As fausses nouvelles ils sont à la base de la désinformation électorale dans une société à l’éducation politique réduite. Le contrôle de sa propagation ne peut être effectué uniquement par le pouvoir judiciaire. Des mécanismes de contrôle et de vérification sociaux doivent être mis en pratique. La loi électorale contient des dispositions qui combattent les fausses informations : des mécanismes renforcés par le droit de réponse, l'interdiction de l'anonymat et la garantie constitutionnelle de la liberté d'expression.[I]
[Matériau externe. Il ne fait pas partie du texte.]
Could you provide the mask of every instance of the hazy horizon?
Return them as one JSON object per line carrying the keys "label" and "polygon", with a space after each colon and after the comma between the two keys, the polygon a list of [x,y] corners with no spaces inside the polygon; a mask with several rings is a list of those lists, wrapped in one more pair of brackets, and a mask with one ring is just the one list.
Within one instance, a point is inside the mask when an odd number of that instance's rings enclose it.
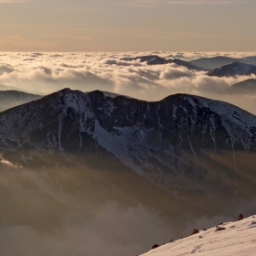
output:
{"label": "hazy horizon", "polygon": [[253,51],[250,0],[0,0],[0,50]]}

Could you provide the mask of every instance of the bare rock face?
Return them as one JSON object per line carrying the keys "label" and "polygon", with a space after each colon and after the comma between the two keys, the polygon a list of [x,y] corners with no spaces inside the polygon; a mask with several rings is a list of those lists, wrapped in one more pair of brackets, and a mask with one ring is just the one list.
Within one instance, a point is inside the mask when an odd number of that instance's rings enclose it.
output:
{"label": "bare rock face", "polygon": [[39,151],[109,159],[201,207],[256,195],[255,139],[254,115],[187,94],[147,102],[64,89],[0,113],[0,152],[16,161]]}

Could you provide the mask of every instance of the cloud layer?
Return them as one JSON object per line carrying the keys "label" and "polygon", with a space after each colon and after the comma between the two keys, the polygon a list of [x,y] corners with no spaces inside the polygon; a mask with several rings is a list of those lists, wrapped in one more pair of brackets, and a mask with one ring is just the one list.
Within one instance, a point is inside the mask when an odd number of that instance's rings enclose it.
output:
{"label": "cloud layer", "polygon": [[231,85],[254,78],[216,78],[188,70],[174,63],[147,65],[125,57],[158,55],[165,59],[191,60],[202,57],[255,56],[247,52],[3,52],[0,54],[0,84],[48,94],[66,87],[89,91],[101,90],[133,98],[158,101],[174,93],[189,93],[227,101],[254,112],[255,92],[233,93]]}

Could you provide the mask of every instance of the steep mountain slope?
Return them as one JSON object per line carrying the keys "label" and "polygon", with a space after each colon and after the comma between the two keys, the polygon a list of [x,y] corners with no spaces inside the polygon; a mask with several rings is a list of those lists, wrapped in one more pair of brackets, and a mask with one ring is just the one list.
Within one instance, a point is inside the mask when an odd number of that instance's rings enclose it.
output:
{"label": "steep mountain slope", "polygon": [[186,94],[146,102],[65,89],[0,114],[0,151],[12,161],[31,163],[40,151],[108,168],[116,159],[205,210],[207,198],[255,197],[255,138],[254,115]]}
{"label": "steep mountain slope", "polygon": [[[219,231],[218,231],[219,228]],[[194,235],[173,240],[142,255],[244,255],[255,254],[255,216],[219,224]]]}
{"label": "steep mountain slope", "polygon": [[9,90],[0,91],[0,112],[42,98],[40,95]]}
{"label": "steep mountain slope", "polygon": [[217,77],[248,76],[256,74],[256,66],[235,61],[208,71],[207,74]]}

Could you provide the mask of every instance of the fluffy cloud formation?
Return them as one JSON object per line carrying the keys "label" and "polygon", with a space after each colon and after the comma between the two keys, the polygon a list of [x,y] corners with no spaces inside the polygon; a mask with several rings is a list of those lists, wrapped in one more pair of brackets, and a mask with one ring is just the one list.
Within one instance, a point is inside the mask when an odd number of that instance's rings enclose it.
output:
{"label": "fluffy cloud formation", "polygon": [[15,169],[21,169],[23,168],[22,165],[15,165],[13,163],[11,163],[10,161],[5,159],[1,155],[0,155],[0,167],[12,167]]}
{"label": "fluffy cloud formation", "polygon": [[254,112],[255,91],[251,94],[234,93],[231,86],[254,78],[208,77],[206,72],[188,70],[174,63],[147,65],[126,57],[158,55],[191,60],[203,57],[244,58],[252,52],[4,52],[0,54],[0,84],[18,90],[48,94],[69,87],[90,91],[101,90],[146,101],[158,101],[174,93],[197,94],[226,101]]}

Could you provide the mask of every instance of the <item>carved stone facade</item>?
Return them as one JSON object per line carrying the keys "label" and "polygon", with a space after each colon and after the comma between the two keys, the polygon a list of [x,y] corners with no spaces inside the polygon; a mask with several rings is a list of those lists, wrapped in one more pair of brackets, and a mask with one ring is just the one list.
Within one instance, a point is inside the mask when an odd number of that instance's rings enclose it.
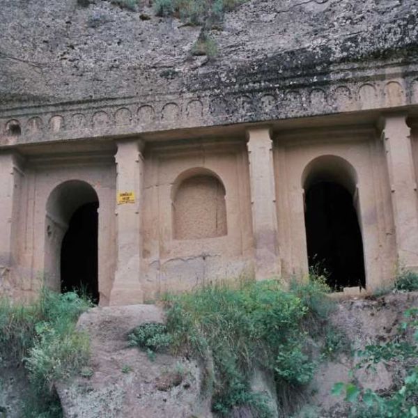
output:
{"label": "carved stone facade", "polygon": [[[339,20],[338,36],[327,26],[321,43],[312,35],[318,31],[309,17],[304,36],[310,43],[298,49],[295,36],[288,50],[274,38],[281,16],[287,13],[283,22],[288,27],[298,19],[292,11],[297,8],[306,19],[314,12],[325,15],[332,8],[342,19],[348,12],[339,8],[348,2],[292,6],[281,0],[268,8],[281,5],[280,10],[260,14],[264,2],[248,1],[236,13],[256,9],[254,15],[265,22],[252,22],[249,33],[256,36],[263,31],[260,37],[266,45],[258,40],[237,47],[231,63],[225,52],[218,59],[219,71],[210,64],[207,71],[203,65],[186,68],[197,59],[190,57],[178,59],[180,69],[168,65],[173,74],[158,64],[157,77],[151,66],[141,75],[140,88],[136,61],[121,70],[120,80],[118,71],[109,69],[109,77],[104,72],[102,85],[100,77],[90,74],[98,64],[88,56],[86,81],[78,89],[71,78],[77,71],[72,72],[63,78],[66,84],[57,86],[61,95],[54,100],[52,82],[43,83],[42,72],[19,66],[26,75],[19,79],[26,89],[22,97],[32,81],[38,98],[49,90],[45,101],[0,102],[0,289],[29,299],[42,279],[54,289],[67,288],[61,268],[67,256],[63,242],[75,213],[86,205],[98,205],[98,235],[93,243],[98,258],[91,263],[98,265],[102,305],[141,302],[167,291],[242,276],[303,277],[313,265],[307,196],[320,183],[343,189],[359,230],[357,263],[364,277],[352,277],[350,286],[373,291],[389,283],[399,266],[418,270],[418,31],[413,10],[391,1],[380,2],[387,8],[383,12],[398,8],[402,19],[391,17],[380,30],[378,19],[385,13],[373,12],[373,27],[383,45],[366,36],[370,29],[353,35],[355,39],[346,37]],[[70,7],[61,0],[54,4]],[[109,5],[91,7],[111,13]],[[347,7],[366,6],[357,2]],[[127,13],[111,10],[119,17]],[[88,10],[76,11],[74,22],[79,25]],[[242,26],[242,19],[233,19],[225,22],[231,31]],[[155,22],[160,24],[169,23]],[[192,40],[194,30],[185,38]],[[229,51],[229,38],[219,37]],[[82,50],[71,45],[69,54]],[[271,56],[258,54],[270,47]],[[144,54],[153,50],[138,47]],[[94,48],[86,51],[94,55]],[[247,60],[251,54],[254,59]],[[76,61],[82,63],[84,57]],[[11,75],[5,79],[16,86],[15,66],[8,70]],[[154,79],[159,80],[156,86]],[[109,94],[107,83],[119,81],[123,88]],[[68,95],[72,83],[74,97]],[[136,86],[132,92],[142,93],[127,94],[131,86]],[[330,190],[320,190],[317,203]],[[332,203],[324,208],[331,210]],[[350,252],[351,238],[344,235],[350,228],[332,228],[339,242],[328,240],[327,251],[343,257]],[[88,238],[80,238],[80,247]],[[75,258],[74,265],[78,261]]]}

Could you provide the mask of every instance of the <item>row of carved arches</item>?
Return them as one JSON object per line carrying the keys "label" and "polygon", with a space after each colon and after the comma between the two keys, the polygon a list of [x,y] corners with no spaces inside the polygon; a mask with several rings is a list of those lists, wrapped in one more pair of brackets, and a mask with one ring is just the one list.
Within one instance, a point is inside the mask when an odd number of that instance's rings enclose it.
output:
{"label": "row of carved arches", "polygon": [[[327,272],[334,289],[365,286],[357,174],[345,160],[326,155],[303,173],[309,264]],[[213,171],[182,173],[171,188],[173,238],[200,240],[228,234],[226,190]],[[58,185],[47,202],[45,247],[49,266],[63,291],[83,288],[98,302],[99,199],[84,181]],[[53,236],[54,235],[54,236]]]}

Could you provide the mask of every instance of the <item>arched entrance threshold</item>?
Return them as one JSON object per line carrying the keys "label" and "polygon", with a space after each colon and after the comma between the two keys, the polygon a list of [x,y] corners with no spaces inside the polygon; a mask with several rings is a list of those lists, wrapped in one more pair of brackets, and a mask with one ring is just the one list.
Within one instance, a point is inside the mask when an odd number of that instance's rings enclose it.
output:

De vastes débats politiques, des critiques sérieuses et une pluralité d'idées doivent prévaloir lors des élections. Déformer les faits, sans avoir le temps politique de les contredire, est une désinformation délibérée qui mine notre démocratie. Le sujet est d'actualité et l'Observatoire de la démocratie AGU entend le porter à la réflexion de tous, afin d'améliorer les mécanismes de contrôle juridique et social. À l’ère de la politique postfactuelle, il va de soi que nous sommes tous immergés dans la post-vérité. Si les pré-mensonges envahissent la scène politique, nos électeurs n’auront aucun moyen de se défendre.
*Georghio A. Tomelin, Avocat, il est titulaire d'un doctorat en droit de l'État de l'USP et d'un doctorat en philosophie de la PUC-SP. Conseiller de l'Observatoire de la Démocratie AGU.
Note
[I] Pour approfondir le sujet, nous recommandons le texte « La liberté d'expression et la diffusion de l'information conditionnées à la perturbation des élections électorales » (publié par Georghio Tomelin, Kahio Fernando Garcia Alves et Marcelo Andrade dans REDESP 14/2024, v. 8 n. 1 – TRESP EJEP Magazine).